2015 AMBER tutorial with PARP
For additional Rizzo Lab tutorials see AMBER Tutorials.
In this tutorial, we will learn how to run a molecular dynamics simulation of a protein-ligand complex. We will then post-process that simulation by calculating structural fluctuations (with RMSD) and free energies of binding (MM-GBSA).
Contents
I. Introduction
AMBER
Amber - Assisted Model Building with Energy Refinement - is a multi-program suite for macromolecular simulations. Amber14 is the most recent version of the software and it includes new force fields such as ff14SB. In addition, in this release, more features from sander have been added to pmemd for both CPU and GPU platforms, including performance improvements, and support for extra points, multi-dimension replica exchange, a Monte Carlo barostat, ScaledMD, Jarzynski sampling, explicit solvent constant pH, GBSA, and hydrogen mass repartitioning. Support is also included for the latest Kepler, Titan and GTX7xx GPUs expanded options for Poisson-Boltzmann solvation calculations, accelerated molecular dynamics, additional features in sander pmemd code, and expanded methods for free energy calculations. Our lab is set up with Amber14 and the latest update of AmberTools14 which contains the programs such as antechamber and tleap to set up your simulation.

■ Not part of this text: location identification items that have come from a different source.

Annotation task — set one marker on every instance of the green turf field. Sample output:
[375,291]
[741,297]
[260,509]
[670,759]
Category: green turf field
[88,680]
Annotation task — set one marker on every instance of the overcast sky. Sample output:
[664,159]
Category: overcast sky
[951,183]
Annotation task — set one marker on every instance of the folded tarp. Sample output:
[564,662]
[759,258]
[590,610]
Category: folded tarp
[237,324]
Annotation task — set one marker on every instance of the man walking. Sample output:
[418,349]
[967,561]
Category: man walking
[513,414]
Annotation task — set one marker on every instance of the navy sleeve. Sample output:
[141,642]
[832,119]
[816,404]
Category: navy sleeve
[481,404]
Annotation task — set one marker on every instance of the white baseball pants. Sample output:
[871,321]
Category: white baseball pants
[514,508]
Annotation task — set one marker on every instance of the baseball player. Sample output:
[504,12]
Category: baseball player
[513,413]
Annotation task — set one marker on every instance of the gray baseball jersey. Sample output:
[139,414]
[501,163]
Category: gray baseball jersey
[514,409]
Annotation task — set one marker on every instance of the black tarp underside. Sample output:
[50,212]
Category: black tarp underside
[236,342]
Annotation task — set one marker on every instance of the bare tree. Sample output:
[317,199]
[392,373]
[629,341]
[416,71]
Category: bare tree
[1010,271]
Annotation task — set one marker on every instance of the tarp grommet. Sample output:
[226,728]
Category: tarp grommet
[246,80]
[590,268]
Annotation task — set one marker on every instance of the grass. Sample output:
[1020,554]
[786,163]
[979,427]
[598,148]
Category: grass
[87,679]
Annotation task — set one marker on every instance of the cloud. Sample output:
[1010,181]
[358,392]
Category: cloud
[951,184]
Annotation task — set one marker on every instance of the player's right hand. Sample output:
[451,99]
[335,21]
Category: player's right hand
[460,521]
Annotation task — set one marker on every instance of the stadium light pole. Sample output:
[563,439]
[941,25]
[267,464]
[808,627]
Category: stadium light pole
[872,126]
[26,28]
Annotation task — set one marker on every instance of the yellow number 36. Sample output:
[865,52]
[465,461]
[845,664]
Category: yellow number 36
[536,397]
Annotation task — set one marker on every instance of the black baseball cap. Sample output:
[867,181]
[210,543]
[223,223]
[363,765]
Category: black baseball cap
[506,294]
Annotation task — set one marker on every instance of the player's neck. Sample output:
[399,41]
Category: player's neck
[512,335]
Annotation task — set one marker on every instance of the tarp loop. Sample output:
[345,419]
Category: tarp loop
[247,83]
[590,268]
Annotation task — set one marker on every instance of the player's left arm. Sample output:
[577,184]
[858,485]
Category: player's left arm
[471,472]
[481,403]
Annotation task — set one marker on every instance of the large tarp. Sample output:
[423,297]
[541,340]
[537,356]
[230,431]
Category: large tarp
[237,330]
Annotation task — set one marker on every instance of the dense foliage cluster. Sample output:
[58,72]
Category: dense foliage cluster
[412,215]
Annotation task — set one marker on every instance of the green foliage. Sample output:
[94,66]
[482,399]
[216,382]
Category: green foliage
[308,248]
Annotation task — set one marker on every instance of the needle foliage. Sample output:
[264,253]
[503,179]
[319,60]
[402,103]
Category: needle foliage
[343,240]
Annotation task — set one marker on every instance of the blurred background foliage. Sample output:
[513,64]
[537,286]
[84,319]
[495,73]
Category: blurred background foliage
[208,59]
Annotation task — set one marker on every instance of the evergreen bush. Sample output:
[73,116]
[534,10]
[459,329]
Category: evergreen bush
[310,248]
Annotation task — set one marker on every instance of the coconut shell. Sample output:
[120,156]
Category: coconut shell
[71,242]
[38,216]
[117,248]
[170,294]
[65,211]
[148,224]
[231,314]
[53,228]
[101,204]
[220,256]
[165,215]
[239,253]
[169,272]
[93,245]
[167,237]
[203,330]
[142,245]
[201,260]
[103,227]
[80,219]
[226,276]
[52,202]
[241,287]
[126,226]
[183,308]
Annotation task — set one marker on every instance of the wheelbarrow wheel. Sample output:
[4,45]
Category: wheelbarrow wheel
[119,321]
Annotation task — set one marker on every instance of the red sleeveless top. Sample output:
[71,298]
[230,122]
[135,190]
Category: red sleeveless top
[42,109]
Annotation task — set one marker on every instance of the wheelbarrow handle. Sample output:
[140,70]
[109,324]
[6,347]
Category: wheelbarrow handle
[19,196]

The Amber 14 Manual is available to get started with using Amber14. You can search the document for keywords such as "tleap" if you use Adobe Acrobat to view the file. Additionally, AmberTools Reference Manual is another reference for the programs available under Amber tools.
Here below are some of the programs available in both Amber and AmberTools:
- LEaP: LEaP is an X-windows-based program that provides for basic model building and Amber coordinate and parameter/topology input file creation. It includes a molecular editor which allows for building residues and manipulating molecules.
- ANTECHAMBER: This program suite automates the process of developing force field descriptors for most organic molecules. It starts with structures (usually in PDB format), and generates files that can be read into LEaP for use in molecular modeling. The force field description that is generated is designed to be compatible with the usual Amber force fields for proteins and nucleic acids.
- SANDER: Sander is short for Simulated annealing with NMR-derived energy restraints. This allows for NMR refinement based on NOE-derived distance restraints, torsion angle restraints, and penalty functions based on chemical shifts and NOESY volumes. Sander is also the "main" program used for molecular dynamics simulations, and is also used for replica-exchange, thermodynamic integration, and potential of mean force (PMF) calculations. Sander also includes QM/MM capability.
- PMEMD: This is an extensively-modified version (originally by Bob Duke) of the sander program, optimized for periodic, PME simulations, and for GB simulations. It is faster than sander and scales better on parallel machines.
- PTRAJ and CPPTRAJ: These are used to analyze MD trajectories, computing a variety of things, like RMS deviation from a reference structure, hydrogen bonding analysis, time-correlation functions, diffusional behavior, and so on.
- MM_PBSA and MM_PBSA.py: These are scripts that automate post-processing of MD trajectories, to analyze energetics using continuum solvent ideas. It can be used to break energies energies into "pieces" arising from different residues, and to estimate free energy differences between conformational basins.